In the News

Test result documentation in discharge summaries, and more.


Studies assess discharge summaries for test result documentation, satisfaction

Hospital discharge summaries were found to be grossly inadequate in a recent analysis of pending test result documentation.

The retrospective study, published in the September Journal of General Internal Medicine, examined discharge summaries for 696 patients released from two academic medical centers. All of the patients had pending test results, but only 25% of their discharge summaries mentioned the tests and only 13% listed all pending results. In all, only 16% of the 2,927 pending test results were recorded in a discharge summary. The transmission of test results was also hampered by failure to include a follow-up clinician in the summary; only 67% of the discharge summaries made it possible to discern what clinician or clinic should receive the pending results.

The study authors concluded that discharge summaries have large deficiencies in their documentation of pending test results and they suggested some strategies for improvement, including using a checklist, enforcing documentation of pending tests, or having an electronic system automatically query all parts of the hospital's computer system to identify pending tests. The same strategies could improve documentation of follow-up physicians as well, the authors said.

Another study published in the same journal compared electronic and dictated hospital discharge summaries. The 209 studied summaries, generated by four medical teams of an academic general medicine service, were assessed for overall quality by primary care physicians, the level of satisfaction they provided for housestaff, patient understanding of discharge details, and adverse outcomes after discharge.

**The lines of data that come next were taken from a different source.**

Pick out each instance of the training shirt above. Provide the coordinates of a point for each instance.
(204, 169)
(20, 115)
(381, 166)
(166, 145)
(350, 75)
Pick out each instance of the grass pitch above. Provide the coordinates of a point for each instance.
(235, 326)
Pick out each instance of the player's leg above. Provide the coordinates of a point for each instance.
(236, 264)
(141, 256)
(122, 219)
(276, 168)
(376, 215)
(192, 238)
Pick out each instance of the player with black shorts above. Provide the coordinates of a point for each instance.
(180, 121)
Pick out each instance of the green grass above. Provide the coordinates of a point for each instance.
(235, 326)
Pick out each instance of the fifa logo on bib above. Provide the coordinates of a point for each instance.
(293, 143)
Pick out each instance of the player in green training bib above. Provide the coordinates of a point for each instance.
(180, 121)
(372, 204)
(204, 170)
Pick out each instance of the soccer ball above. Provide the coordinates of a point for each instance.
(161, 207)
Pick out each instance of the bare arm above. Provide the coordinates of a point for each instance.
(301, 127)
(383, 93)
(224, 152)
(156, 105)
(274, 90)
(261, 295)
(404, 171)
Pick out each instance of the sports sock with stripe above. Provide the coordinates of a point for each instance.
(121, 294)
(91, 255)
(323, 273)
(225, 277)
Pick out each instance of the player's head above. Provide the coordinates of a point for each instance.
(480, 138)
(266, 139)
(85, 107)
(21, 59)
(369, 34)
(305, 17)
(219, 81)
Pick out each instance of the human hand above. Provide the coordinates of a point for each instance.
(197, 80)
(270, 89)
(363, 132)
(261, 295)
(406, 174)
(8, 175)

Housestaff found the electronic system to be easier to use than the phone dictation system (mean rating, 86.5 vs. 49.2; P=0.03). They were also slightly more satisfied with the electronic process although it was more time-consuming, but both differences were statistically insignificant. There was no difference in primary care physician satisfaction, patient satisfaction or follow-up or patient outcomes within 30 days. The study authors concluded that electronic discharge systems can play a key role in efforts to computerize patient care and enhance discharge.

ACE inhibitors before cardiac surgery may increase risk of death

Angiotensin-converting enzyme (ACE) inhibitor therapy before coronary artery bypass grafting (CABG) was associated with an increased risk of death and postoperative cardiac events, a large observational study reported.

The retrospective cohort study included data on 10,023 consecutive patients undergoing CABG between 1996 and 2008. About 3,000 of the patients who received preoperative ACE inhibitors were matched to a control group by propensity score analysis. Those who received ACE inhibitors before surgery had a twofold increase in the risk of death compared with patients who did not receive preoperative therapy (1.3% vs. 0.7%; odds ratio, 2.00, 95% CI, 1.17 to 3.42; P=0.013). The ACE inhibitor group also had a higher risk of postoperative renal dysfunction (defined as a serum creatinine level >200 µmol/L plus an increase of at least 1.5 times preoperative baseline concentrations), atrial fibrillation (AF), and increased use of inotropic support. The study was published online Aug. 12 in the Journal of the American College of Cardiology.

The results are significant considering that ACE inhibitors have been shown in past studies to reduce the rate of mortality and to prevent cardiovascular events in patients with CAD, especially after MI. The authors theorized that the discrepancies might be because other studies were small with insufficient power to detect differences in mortality. In addition, two previous meta-analyses did not include any cardiac surgery patients, making the evidence weak for the potential benefit of ACE inhibitors to prevent postoperative AF. In contrast, the current study included a very large cohort that examined only patients undergoing CABG.

The authors also noted that the increased risk of postoperative AF found during the study may stem from ACE inhibitors' effect on lowering systemic vascular resistance and vasoplegia in the early postoperative phase, resulting in hypotension and administration of more fluids and inotropic/vasoconstrictor drugs, which are risk factors for new onset of AF. In light of their findings, the authors suggested that omitting ACE inhibitors before surgery and restarting them postoperatively might be a reasonable approach to improving outcomes after CABG.

Caregivers don't always want doctors' advice on life-support decisions, study finds

A recent study challenges the commonly held notion that most caregivers of critically ill patients want to hear doctors' opinions on life-support decisions. The study, published in the Aug. 15 American Journal of Respiratory and Critical Care Medicine, prospectively recruited 169 surrogates from four ICUs and asked them to watch and respond to two videos depicting hypothetical conferences in which surrogates must decide whether to withdraw or continue life support. In one version, the doctor offers his opinion on a course of action while in the other version the doctor urges the family to make their own decision consistent with the patient's values. Fifty-six percent of surrogates preferred the version in which the doctor offers an opinion, while 42% preferred no recommendation and 2% had no preference. The authors recommended that physicians first ask surrogates about whether they would like to hear an opinion and use any recommendation as a starting point for shared deliberations.